Broad global economic expansion is making assets expensive, so forget investing passively, an investment manager told CNBC on Thursday.
Instead, he recommend considering niche growth areas like avocados.
"Be very specific about what you do. Look for idiosyncratic, value and unusual niches rather than broad assets and broadly passive allocation," said Stephen Diggle, founder of Singapore-based Vulpes Investment Management.
The firm has invested in agriculture since 2009, putting money into avocado and kiwi cultivation in New Zealand, Diggle told CNBC on the sidelines of the UBS Global Family Office Conference in Singapore.
Agriculture has "got some very good yield characteristics unlike global bonds. It also has some good inflation protection, especially unlike bonds," he added.

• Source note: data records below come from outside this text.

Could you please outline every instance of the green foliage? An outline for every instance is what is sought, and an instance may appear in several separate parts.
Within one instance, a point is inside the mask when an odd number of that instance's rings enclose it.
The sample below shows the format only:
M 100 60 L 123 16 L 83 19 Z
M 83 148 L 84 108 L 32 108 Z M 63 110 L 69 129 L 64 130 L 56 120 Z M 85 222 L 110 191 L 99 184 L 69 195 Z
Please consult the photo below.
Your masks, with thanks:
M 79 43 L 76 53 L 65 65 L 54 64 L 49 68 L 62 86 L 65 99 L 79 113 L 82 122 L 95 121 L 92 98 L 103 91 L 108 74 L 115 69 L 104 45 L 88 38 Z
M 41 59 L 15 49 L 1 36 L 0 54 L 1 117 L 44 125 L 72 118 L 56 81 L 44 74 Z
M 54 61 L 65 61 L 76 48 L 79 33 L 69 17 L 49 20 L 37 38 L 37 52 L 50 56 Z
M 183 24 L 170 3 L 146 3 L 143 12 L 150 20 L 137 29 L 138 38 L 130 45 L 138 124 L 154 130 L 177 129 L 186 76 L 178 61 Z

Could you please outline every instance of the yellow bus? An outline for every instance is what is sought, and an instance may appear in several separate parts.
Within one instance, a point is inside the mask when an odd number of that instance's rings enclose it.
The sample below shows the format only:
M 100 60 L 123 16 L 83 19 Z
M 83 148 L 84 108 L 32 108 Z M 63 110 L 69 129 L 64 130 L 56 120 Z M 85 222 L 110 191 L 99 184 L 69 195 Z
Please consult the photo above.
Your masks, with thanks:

In the case of avocados — for which millennials have a taste — Asia is also a huge growth market, Diggle said.
"Hong Kong and Singapore act as the harbingers of what broader Asian consumers do. And right now, Singaporeans and people in Hong Kong are eating avocados and we'd expect more and more Asian consumers to do the same thing," said Diggle.
"Income generation from a successful orchard would be way above what you can currently get from a portfolio of safe, low-risk bonds," he said.
Vulpes has also invested in cyptocurrency — even as founder Diggle said the space is probably in a "bubble."
"We have a specific strategy, separately investable, that's an arbitrage strategy in cryptocurrencies," he told CNBC.
"Now for us, the cryptocurrency bubble — and it probably is a bubble — is an opportunity to find widely dislocated prices in essentially the same thing," he added.
"Bitcoins don't trade the same on exchanges, they trade at wildly different prices. Last year during the massive ramp up, you could find the same bitcoin trading at 20 percent difference in price in various parts around the world. That for us, creates opportunity," he explained.
Still, Diggle said he was a "skeptic" of cryptocurrencies, but the excitement around the virtual assets generates investment opportunities.
"In the second six months of last year when a lot of people were making money trading long, we made 50 percent by being totally flat," he said.